Find out what the critics are saying in the reviews below!
Pete Hammond, Deadline: It’s nice to report that the stunning new film adaptation of their 1993 Tony-winning musical Kiss of the Spider Woman joins Cabaret and Chicago as a master class in how to find the cinematic soul of a Broadway musical while still doing it justice on screen 30 years later — and in a very different time culturally.

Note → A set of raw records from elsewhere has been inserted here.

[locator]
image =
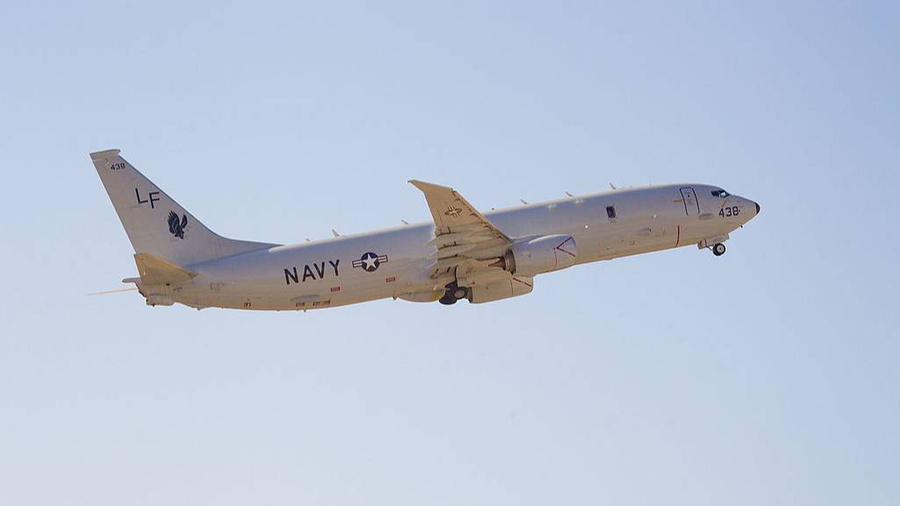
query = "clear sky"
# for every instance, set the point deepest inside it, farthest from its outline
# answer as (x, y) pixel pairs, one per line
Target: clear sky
(767, 376)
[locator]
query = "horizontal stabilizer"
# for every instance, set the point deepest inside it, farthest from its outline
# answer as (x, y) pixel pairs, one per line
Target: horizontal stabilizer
(156, 271)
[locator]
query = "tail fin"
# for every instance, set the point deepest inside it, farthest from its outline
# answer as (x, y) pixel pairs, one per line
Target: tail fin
(156, 225)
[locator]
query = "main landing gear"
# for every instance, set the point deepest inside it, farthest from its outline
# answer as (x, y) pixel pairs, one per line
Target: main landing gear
(454, 293)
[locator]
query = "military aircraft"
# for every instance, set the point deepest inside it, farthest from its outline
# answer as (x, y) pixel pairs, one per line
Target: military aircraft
(462, 254)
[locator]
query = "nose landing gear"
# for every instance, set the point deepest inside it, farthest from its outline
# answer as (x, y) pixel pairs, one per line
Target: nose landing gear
(454, 293)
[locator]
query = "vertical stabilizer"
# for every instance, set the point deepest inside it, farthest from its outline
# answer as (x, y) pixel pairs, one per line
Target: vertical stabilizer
(155, 223)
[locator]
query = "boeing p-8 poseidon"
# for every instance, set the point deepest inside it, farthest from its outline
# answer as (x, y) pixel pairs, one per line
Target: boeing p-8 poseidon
(461, 254)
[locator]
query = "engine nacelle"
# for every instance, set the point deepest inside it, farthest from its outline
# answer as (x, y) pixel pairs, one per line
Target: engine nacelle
(159, 300)
(512, 287)
(541, 254)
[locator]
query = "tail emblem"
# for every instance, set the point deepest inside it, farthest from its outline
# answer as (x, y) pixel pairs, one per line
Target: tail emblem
(176, 227)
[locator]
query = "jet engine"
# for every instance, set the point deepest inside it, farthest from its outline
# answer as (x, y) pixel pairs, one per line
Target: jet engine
(512, 287)
(541, 254)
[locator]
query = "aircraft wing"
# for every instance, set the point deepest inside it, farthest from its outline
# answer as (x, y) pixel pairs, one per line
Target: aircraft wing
(468, 245)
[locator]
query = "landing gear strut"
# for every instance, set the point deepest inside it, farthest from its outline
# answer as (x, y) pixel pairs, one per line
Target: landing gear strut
(454, 293)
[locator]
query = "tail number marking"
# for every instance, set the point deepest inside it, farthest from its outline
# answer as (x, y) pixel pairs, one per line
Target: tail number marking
(728, 212)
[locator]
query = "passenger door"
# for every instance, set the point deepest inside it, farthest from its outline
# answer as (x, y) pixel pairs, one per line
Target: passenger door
(691, 204)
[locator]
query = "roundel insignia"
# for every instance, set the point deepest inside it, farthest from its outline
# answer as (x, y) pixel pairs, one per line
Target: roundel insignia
(369, 261)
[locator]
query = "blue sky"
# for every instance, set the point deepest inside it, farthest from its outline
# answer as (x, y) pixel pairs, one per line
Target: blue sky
(765, 376)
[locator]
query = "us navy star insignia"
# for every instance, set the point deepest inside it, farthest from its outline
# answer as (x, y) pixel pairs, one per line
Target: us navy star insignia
(369, 262)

David Rooney, The Hollywood Reporter: Those scenes give Jennifer Lopez one of the best roles of her career as Luna, putting her singing and dancing bona fides to excellent use. She looks sensational in Colleen Atwood’s stunning costumes, and the verve she brings to her songs lifts the entire movie. It’s a part that calls for a larger-than-life presence, and Lopez supplies it.

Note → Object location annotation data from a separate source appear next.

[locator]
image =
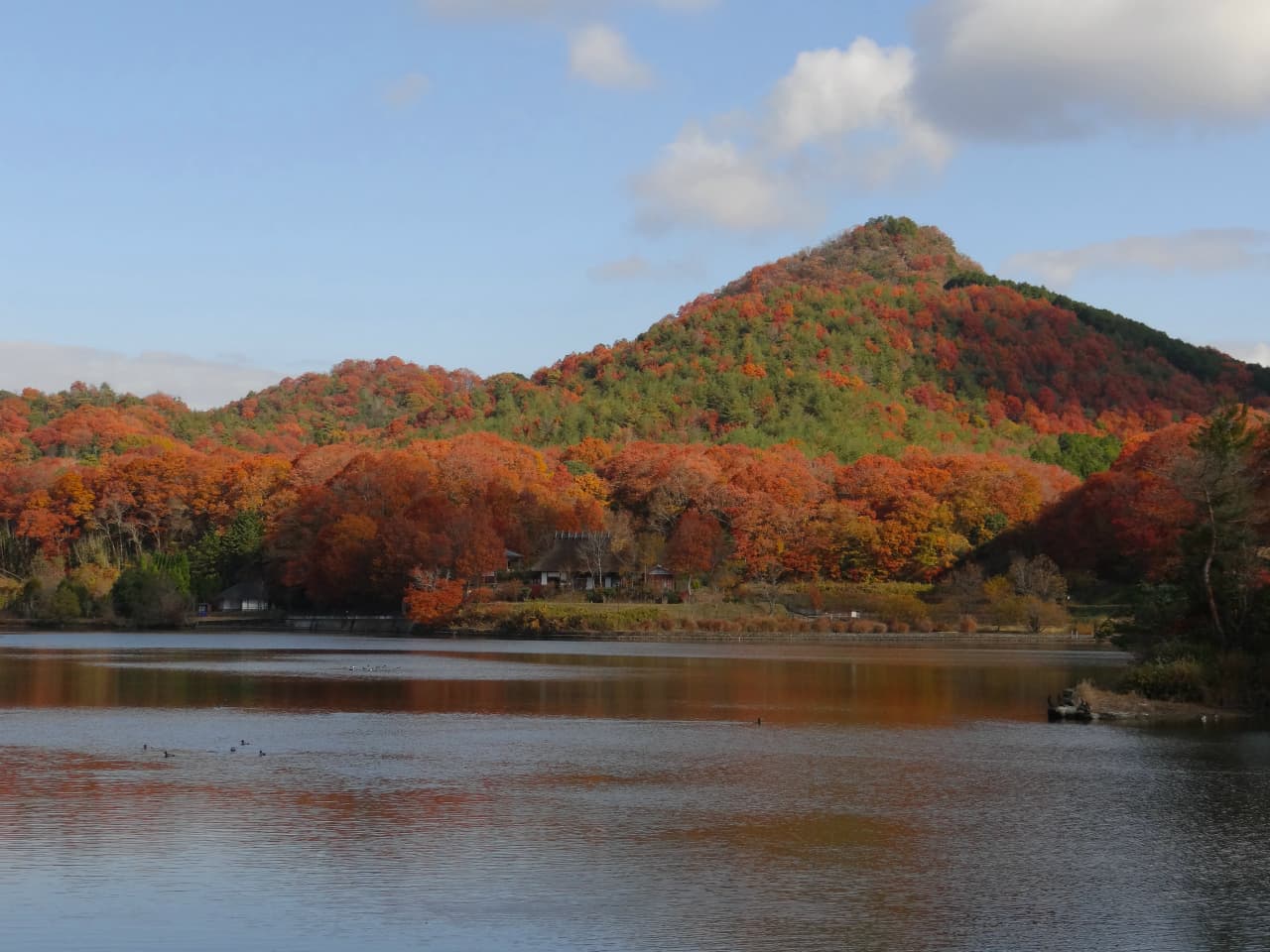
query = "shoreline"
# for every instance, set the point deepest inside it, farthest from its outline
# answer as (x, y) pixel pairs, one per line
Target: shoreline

Peter DeBruge, Variety: Each time “Kiss” cuts away from the cold gray walls of the cell, it calls for a star who can vamp her way through 1960s-style song-and-dance numbers, the way Chita Rivera did onstage. Here we get no less a diva than Lopez smoldering in a three-pronged role (Ingrid Luna, Aurora and the Spider Woman), which should draw crowds who might not otherwise have a taste for musicals. And yet, it’s relative newcomer Tonatiuh who walks away with the show, finding both strength and vulnerability in a character who seems less frivolous with each passing scene.
Fionnuala Halligan, Screen Daily: The cast is sincere and committed, from newcomer Tonatiuh in the Hurt role, to Diego Luna (for Raoul Julia) and Jennifer Lopez (in a version of the part once played by Sonia Braga, and, on stage, by Chita Rivera). It’s disappointing that what they are peddling has become so distorted. Spangly song-and-dance numbers punctuate — irregularly – grisly prison scenes and a tortured gay love story which now must accommodate more modern gender thinking. The effort is strenuous; all 128 minutes of it. But it’s almost as exhausting to watch as it must have been to make.
Ryan Lattanzio, IndieWire: But what’s a star-making performance when the package surrounding the actor is otherwise so ordinary and un-cosmic? Lopez, while impressive as a vamping, dreamed-up screen star in the silhouette of Rita Hayworth or any other pin-up you’d too have plastered on the walls of your prison cell if you were a gay Hollywood-movie obsessive, doesn’t get the chance to do anything risky or vulnerable. “Kiss of the Spider Woman” is a flashy ode to the fairies and the radicals, the maricóns who’ve repurposed their oppression and media literacy into an outsize, fuck-if-I-care-what-you-think political identity. Yet there’s nothing revolutionary about the movie that contains them.